…Налево от дороги, кравшейся задворками предместья и терявшейся в прибрежной гальке Прута, напротив старого готического дома с небольшой верандой, раскинулся поросший бурьяном выгон. Сюда каждый вечер сходилась компания уличных мальчишек. Среди подростков особенно выделялись четверо неразлучных друзей. Пятнадцатилетние братья-близнецы Петр и Мирон — круглые сироты (их родителей гитлеровцы схватили во время оккупации и вывезли в Германию) — жили у старшей сестры-вдовы. Иван, которому шел уже семнадцатый год, ютился с матерью в уцелевшей каморке разбитого снарядами дома. Отец его был на фронте. Немногим старше Ивана, Грицько был главой семьи. С тех пор как фашисты на глазах у всех расстреляли его отца, мать лежала, разбитая параличом. Сын должен был заботиться о ней и о маленьком своем братишке.
Грицько командовал ребятами не потому, что был старшим: он имел перед друзьями особую заслугу. После смерти отца готовил фашистам кровавую месть, целый год собирал тол и сам сконструировал мину. Когда гитлеровцы отступали, он вместе с ребятами подложил ее под центральную арку моста, перекинувшегося через Прут. Спрятавшись далеко в прибрежных кустах, мальчишки кипели от радости, глядя на ошалелых от страха фашистов, когда мост взлетел на воздух. За это Грицька признали вожаком.
Сразу же после освобождения ребята два дня подряд ходили на кладбище, где в то время хоронили замученных фашистами людей. С тех пор ребята перестали смеяться. Потом зарабатывали деньги на строительных работах. Осенью открылась школа в полуразрушенном здании гимназии. Занятия проходили с перебоями: не хватало учебников и тетрадей. Поэтому время до обеда ребята кое-как проводили в школе, а потом снова на улицу. Собирали на развалинах топливо, курили солдатскую махорку и враждовали с девочками. Это с тех пор, как две школьницы с улицы Сенкевича — из тех, что с подкрашенными губами ходят в десятый класс, — обозвали хлопцев сорвиголовами. За это им досталось! Девушки чуть не одурели от «серенад», которые ребята устраивали им под окнами. А вообще — кто такие девчонки? Мужчины воюют, мальчики помогают матерям, а они только варят обеды из готовенького, штопают старые тряпки, да еще от мальчишек на улице отворачиваются или убегают. А посему здороваться с девчонками было строго запрещено, и что-либо похожее на любовь считалось среди ребят позором. Да и не удивительно. Никто из них не думал о модной одежде, никто не трудился над прической и не брил густого моха, сползавшего от висков по щекам. Не принято было у них и дружить с девочками. И никто не смел думать о пустяках, когда отцы и братья сражались на фронте.

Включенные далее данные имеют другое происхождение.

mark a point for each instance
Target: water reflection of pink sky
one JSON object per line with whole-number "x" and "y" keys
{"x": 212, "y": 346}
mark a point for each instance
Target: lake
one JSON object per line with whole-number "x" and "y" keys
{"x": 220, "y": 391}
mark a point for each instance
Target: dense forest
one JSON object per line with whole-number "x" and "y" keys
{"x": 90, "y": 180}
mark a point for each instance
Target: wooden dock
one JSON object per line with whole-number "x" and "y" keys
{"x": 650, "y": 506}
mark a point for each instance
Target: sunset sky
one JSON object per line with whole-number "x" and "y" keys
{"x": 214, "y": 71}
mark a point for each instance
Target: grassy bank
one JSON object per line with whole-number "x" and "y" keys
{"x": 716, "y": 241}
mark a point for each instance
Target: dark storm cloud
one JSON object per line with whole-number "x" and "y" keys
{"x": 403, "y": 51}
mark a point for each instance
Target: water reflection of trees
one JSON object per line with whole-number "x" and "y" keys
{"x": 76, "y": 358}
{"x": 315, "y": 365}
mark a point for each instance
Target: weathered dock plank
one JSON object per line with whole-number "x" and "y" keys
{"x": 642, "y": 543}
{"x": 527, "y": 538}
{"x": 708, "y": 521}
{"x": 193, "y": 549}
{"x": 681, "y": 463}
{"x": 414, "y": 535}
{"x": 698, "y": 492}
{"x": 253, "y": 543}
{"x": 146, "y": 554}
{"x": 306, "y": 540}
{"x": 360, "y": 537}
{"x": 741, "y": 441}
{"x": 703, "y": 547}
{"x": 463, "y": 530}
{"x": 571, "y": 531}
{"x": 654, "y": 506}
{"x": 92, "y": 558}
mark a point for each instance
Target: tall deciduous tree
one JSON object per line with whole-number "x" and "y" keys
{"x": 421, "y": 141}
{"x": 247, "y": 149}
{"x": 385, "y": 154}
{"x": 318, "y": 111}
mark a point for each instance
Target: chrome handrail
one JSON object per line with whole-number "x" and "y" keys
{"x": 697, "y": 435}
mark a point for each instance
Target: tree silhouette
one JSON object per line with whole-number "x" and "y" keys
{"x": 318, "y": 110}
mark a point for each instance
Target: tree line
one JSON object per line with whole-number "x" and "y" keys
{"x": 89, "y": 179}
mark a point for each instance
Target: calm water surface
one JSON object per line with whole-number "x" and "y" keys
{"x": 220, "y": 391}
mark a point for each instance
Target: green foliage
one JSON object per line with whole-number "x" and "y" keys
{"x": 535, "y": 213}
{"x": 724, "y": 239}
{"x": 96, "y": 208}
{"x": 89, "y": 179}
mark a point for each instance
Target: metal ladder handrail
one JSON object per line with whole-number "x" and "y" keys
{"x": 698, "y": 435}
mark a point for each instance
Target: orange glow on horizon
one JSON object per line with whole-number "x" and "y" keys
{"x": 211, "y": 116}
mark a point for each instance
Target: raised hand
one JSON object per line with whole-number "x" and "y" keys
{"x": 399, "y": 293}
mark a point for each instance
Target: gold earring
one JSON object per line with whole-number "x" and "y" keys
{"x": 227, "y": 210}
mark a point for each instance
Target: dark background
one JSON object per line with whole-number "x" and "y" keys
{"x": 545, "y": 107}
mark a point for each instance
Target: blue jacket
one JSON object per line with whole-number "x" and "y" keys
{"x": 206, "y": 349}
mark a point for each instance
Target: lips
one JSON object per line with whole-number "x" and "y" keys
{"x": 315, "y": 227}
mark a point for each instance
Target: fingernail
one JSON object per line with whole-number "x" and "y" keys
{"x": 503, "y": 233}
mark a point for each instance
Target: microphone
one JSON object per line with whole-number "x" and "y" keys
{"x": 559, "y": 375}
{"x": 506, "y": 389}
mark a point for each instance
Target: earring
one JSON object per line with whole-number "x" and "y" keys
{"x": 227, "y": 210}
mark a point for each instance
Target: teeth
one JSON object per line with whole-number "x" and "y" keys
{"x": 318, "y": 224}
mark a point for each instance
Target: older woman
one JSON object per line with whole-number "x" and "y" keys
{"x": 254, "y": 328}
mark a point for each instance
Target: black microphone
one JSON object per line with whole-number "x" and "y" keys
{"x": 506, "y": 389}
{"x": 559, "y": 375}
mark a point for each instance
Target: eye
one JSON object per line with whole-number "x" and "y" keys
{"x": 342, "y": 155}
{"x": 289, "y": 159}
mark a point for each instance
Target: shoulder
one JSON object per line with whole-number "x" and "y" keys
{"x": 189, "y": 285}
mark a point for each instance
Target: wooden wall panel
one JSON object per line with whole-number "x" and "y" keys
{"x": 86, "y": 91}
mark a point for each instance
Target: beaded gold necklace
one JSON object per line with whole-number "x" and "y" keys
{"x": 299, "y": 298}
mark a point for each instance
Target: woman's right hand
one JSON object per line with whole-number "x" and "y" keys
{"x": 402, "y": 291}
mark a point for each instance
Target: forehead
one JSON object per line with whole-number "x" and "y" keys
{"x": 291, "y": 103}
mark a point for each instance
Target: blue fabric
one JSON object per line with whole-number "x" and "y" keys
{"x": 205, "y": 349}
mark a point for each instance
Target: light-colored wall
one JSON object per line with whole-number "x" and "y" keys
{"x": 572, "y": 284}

Сильна была мальчишеская дружба, скрепленная лихолетьем. Прочно привязала она ребят к улице, а та держала их в своих жестких объятиях, не желая отпускать. И вдруг нежданно-негаданно эта дружба дала трещину.
•
В готическом домике, смотревшем своими узкими окнами на поросший бурьяном выгон, на сборища ребят, поселилась какая-то девочка. Она не дразнила мальчишек, только всегда тоскливым взглядом сопровождала их шумную компанию, когда ребята оставляли выгон.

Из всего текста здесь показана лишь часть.